The title of this article is borrowed from a little book called The Conscience of a Conservative written by the other Barry known to politicians: Barry M. Goldwater.The Freedom Bell in Union Square

The author states the following, followed by the title of this article:

The Conservative looks upon politics as the art of achieving the maximum amount of freedom for individuals that is consistent with the maintenance of social order. The Conservative is the first to understand that the practice of freedom requires the establishment of order: it is impossible for one man to be free if another is able to deny him the exercise of his freedom. But the Conservative also knows that the political power on which order is based is a self-aggrandizing force; that its appetite grows with eating. He knows that the utmost vigilance and care are required to keep political power within its proper bounds

He was right in 1960; he is still right today.

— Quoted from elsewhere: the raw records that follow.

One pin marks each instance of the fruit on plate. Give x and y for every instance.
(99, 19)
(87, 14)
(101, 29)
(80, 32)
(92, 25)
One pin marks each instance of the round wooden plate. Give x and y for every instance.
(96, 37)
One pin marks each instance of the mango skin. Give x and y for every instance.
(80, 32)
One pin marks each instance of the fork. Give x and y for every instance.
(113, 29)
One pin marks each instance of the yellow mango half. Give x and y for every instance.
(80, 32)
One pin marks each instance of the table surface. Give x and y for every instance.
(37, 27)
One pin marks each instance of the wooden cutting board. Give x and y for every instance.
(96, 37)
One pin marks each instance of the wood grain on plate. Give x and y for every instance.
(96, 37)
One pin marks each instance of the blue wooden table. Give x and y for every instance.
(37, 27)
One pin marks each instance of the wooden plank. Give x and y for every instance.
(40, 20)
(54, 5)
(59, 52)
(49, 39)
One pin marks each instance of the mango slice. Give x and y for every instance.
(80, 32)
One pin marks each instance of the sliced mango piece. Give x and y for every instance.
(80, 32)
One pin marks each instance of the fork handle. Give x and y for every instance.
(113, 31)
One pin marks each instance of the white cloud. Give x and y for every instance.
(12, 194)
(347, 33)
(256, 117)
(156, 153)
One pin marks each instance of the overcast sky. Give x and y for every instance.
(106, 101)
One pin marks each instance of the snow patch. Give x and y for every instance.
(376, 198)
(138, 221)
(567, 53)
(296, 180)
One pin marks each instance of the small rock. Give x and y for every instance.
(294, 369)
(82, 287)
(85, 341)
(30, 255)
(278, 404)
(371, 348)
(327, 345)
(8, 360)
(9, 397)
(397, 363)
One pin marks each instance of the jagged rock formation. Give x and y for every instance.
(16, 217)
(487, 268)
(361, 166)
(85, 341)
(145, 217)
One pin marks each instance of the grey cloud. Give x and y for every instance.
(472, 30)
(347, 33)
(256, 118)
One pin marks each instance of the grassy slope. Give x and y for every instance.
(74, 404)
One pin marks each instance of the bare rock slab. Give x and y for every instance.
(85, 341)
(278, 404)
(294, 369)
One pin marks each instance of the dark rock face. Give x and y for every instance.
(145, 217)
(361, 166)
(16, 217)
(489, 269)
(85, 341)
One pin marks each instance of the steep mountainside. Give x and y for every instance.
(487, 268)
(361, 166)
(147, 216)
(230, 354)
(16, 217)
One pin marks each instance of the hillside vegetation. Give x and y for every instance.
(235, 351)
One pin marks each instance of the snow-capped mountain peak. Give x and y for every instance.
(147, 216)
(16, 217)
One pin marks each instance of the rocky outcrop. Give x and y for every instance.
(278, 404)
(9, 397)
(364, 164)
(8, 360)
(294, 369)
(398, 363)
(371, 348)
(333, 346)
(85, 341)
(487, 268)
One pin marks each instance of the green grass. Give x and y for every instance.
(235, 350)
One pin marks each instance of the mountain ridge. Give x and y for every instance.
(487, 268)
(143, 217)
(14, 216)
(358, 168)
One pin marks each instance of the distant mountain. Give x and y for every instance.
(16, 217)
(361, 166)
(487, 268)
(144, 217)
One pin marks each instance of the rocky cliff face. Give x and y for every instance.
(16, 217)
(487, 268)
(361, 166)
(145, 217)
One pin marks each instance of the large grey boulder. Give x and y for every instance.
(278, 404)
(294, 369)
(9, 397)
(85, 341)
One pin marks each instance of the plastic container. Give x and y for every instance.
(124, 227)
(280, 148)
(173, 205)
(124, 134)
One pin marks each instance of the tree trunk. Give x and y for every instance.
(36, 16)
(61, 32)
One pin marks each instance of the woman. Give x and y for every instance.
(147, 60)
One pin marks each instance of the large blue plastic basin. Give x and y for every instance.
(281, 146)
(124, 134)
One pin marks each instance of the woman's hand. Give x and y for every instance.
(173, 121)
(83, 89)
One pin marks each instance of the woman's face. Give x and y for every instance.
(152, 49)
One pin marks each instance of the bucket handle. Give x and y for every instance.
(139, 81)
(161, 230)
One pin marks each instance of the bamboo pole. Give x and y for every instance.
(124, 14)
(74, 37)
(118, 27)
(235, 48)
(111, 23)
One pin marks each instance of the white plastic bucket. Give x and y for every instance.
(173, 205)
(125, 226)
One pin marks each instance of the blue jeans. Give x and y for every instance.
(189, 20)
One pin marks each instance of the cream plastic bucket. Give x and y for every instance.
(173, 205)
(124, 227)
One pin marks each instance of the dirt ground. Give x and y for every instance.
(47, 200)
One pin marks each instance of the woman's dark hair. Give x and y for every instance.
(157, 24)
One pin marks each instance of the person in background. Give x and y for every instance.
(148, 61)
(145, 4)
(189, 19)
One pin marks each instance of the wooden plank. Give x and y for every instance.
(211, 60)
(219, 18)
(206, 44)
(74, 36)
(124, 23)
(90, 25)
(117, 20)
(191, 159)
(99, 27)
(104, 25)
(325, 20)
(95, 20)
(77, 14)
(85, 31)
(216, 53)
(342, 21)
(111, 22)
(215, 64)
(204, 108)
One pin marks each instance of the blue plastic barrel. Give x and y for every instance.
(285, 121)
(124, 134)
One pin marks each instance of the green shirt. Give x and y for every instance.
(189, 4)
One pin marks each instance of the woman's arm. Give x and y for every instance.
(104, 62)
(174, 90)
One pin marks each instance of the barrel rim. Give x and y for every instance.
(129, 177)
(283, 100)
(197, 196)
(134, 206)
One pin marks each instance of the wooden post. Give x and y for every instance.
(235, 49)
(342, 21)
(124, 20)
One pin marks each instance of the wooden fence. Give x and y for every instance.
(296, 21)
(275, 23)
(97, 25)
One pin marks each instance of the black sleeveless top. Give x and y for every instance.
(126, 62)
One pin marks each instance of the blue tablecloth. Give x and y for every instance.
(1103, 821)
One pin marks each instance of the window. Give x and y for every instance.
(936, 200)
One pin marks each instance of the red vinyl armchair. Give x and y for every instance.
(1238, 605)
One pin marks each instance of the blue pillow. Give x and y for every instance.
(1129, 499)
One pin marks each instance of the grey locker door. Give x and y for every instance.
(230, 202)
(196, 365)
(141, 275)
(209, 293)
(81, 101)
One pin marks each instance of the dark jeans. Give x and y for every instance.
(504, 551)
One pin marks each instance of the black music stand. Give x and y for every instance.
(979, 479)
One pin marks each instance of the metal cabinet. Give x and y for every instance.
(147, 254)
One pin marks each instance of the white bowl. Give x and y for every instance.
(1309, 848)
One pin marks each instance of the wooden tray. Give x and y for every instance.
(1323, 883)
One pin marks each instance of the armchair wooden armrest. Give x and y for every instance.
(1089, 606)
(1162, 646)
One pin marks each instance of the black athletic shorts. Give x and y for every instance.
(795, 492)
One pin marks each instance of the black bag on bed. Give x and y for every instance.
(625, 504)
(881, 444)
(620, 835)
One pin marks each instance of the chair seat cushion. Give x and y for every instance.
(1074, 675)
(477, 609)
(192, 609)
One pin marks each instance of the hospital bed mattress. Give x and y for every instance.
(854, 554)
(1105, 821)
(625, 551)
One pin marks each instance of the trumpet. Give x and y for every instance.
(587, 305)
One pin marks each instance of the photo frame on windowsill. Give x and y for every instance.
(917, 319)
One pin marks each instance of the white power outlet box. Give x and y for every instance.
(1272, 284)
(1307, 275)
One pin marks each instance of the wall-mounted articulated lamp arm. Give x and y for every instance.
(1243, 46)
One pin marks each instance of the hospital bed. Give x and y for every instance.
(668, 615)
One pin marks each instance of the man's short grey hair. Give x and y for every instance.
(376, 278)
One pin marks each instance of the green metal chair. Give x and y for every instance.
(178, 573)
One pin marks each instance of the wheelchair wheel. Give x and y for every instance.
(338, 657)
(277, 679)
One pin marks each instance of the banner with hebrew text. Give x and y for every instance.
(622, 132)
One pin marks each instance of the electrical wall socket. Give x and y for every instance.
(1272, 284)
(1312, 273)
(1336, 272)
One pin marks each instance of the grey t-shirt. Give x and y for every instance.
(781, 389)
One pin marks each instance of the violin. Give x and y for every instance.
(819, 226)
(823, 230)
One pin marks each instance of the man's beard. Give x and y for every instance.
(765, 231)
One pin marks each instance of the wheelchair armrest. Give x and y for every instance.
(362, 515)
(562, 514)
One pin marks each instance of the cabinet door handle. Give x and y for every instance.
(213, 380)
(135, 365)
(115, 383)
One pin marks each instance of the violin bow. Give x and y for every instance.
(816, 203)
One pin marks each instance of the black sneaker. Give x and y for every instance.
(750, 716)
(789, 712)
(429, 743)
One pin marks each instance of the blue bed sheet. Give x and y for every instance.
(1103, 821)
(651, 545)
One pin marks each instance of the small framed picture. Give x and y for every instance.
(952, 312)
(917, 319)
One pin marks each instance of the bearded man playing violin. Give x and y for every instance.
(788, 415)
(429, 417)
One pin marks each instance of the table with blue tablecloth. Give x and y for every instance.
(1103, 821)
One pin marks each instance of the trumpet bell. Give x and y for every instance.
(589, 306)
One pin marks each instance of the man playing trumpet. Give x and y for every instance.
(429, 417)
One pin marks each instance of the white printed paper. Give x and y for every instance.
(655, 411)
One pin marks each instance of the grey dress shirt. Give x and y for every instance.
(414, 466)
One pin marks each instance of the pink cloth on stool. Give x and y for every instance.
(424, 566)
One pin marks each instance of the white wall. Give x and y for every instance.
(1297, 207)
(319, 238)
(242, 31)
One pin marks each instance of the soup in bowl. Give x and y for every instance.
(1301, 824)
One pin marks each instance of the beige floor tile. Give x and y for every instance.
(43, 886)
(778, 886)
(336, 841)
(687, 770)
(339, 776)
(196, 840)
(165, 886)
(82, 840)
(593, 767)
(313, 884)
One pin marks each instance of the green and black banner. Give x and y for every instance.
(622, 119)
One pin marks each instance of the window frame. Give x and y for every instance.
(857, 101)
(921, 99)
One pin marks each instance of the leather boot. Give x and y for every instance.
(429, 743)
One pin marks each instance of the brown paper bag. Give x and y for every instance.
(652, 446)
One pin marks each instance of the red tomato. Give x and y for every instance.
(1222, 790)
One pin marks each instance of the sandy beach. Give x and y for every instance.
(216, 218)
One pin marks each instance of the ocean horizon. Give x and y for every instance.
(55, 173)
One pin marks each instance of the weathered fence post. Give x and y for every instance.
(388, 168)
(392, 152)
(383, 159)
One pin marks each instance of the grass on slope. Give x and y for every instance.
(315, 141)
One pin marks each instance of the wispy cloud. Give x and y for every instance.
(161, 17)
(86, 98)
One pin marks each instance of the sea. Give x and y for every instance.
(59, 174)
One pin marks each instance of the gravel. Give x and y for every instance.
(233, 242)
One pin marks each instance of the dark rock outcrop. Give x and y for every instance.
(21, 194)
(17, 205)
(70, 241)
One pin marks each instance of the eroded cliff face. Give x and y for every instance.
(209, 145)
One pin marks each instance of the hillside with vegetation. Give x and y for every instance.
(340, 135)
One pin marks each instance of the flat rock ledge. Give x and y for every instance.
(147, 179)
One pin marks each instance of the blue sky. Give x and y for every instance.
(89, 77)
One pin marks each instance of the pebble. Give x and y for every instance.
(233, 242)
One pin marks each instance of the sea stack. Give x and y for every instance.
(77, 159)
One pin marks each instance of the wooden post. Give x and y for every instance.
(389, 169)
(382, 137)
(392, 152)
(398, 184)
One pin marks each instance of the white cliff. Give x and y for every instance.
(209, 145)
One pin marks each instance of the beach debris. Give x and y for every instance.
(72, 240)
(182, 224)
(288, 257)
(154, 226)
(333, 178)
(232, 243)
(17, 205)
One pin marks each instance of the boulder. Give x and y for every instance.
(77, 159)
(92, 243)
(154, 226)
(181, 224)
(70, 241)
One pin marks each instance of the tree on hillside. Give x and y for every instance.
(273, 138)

The US Constitution was crafted by a handful, practically speaking, of individuals who were careful to establish and perpetuate that government which was best suited to ensuring that the freedoms of the majority and minority were both taken into account in such a manner to ensure that balance could be maintained. Yes, slavery was not addressed and proscribed, as it ought to have been. Surprisingly, the people who wrote the Constitution had to hammer out any number of compromises to come up with a document which they thought would be able to be ratified. The issue of slavery was therefore shelved for about 80 years, then pulled off the shelf for an extremely bloody review and revision. I’m not claiming perfection on part of those who are commonly called the Founding Fathers. I am claiming that they were interested in encouraging the practice of freedom; that they were conservatives at heart, by design, and by decree.

It is past time for some exercise of the “utmost vigilance and care . . . to keep political power within its proper bounds.”